332. In conclusion, the infringement of Article 56 TFEU was remedied by the payment of punitive damages.16 The Arbetsdomstolen’s calculation of the punitive damages and its decision not to mitigate the amount of damages for reasons of legal certainty are rather abrupt and intransparent. The three dissenting opinions as well as the widespread criticism expressed in relation to the Arbetsdomstolen’sjudgment reveal that the concrete outcome of this case could have been (considerably) different too – e.g. no liability of the trade unions at all, or a lower amount of damages.17 This makes it harder to concretise what a proportionate remedy is or would be in this specific case than in more clear-cut cases. It is noted that in Member States that have a more accommodating regime for the compensation for economic damages than Sweden, the question on punitive damages will usually not be relevant.
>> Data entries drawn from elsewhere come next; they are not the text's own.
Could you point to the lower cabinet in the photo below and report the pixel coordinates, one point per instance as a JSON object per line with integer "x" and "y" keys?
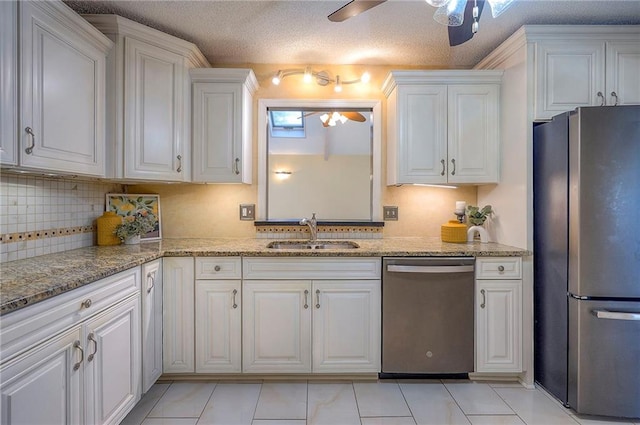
{"x": 498, "y": 315}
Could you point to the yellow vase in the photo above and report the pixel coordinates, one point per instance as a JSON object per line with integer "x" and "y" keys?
{"x": 106, "y": 225}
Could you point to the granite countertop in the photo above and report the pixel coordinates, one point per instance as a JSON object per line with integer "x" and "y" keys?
{"x": 26, "y": 282}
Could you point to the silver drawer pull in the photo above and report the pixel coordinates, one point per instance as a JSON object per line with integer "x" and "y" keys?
{"x": 617, "y": 315}
{"x": 429, "y": 269}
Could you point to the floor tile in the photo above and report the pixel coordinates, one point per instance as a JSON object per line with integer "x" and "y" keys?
{"x": 378, "y": 399}
{"x": 231, "y": 404}
{"x": 478, "y": 399}
{"x": 534, "y": 408}
{"x": 388, "y": 420}
{"x": 431, "y": 404}
{"x": 332, "y": 404}
{"x": 144, "y": 406}
{"x": 282, "y": 401}
{"x": 183, "y": 400}
{"x": 495, "y": 420}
In that sense, this case may be somewhat atypical.
Regardless of the specific facts of this case, liability of a party to pay compensation for damages suffered by another private party as a result of an infringement of Article 56 TFEU is generally an effective and proportionate remedy. Further, punitive damages awarded for infringements of Article 56 TFEU are neither required nor prohibited by Union law. Yet, punitive damages must be proportionate both in relation to the seriousness or gravity of the infringement in question, and in relation to other sanctions for the same infringement, for example administrative or criminal sanctions.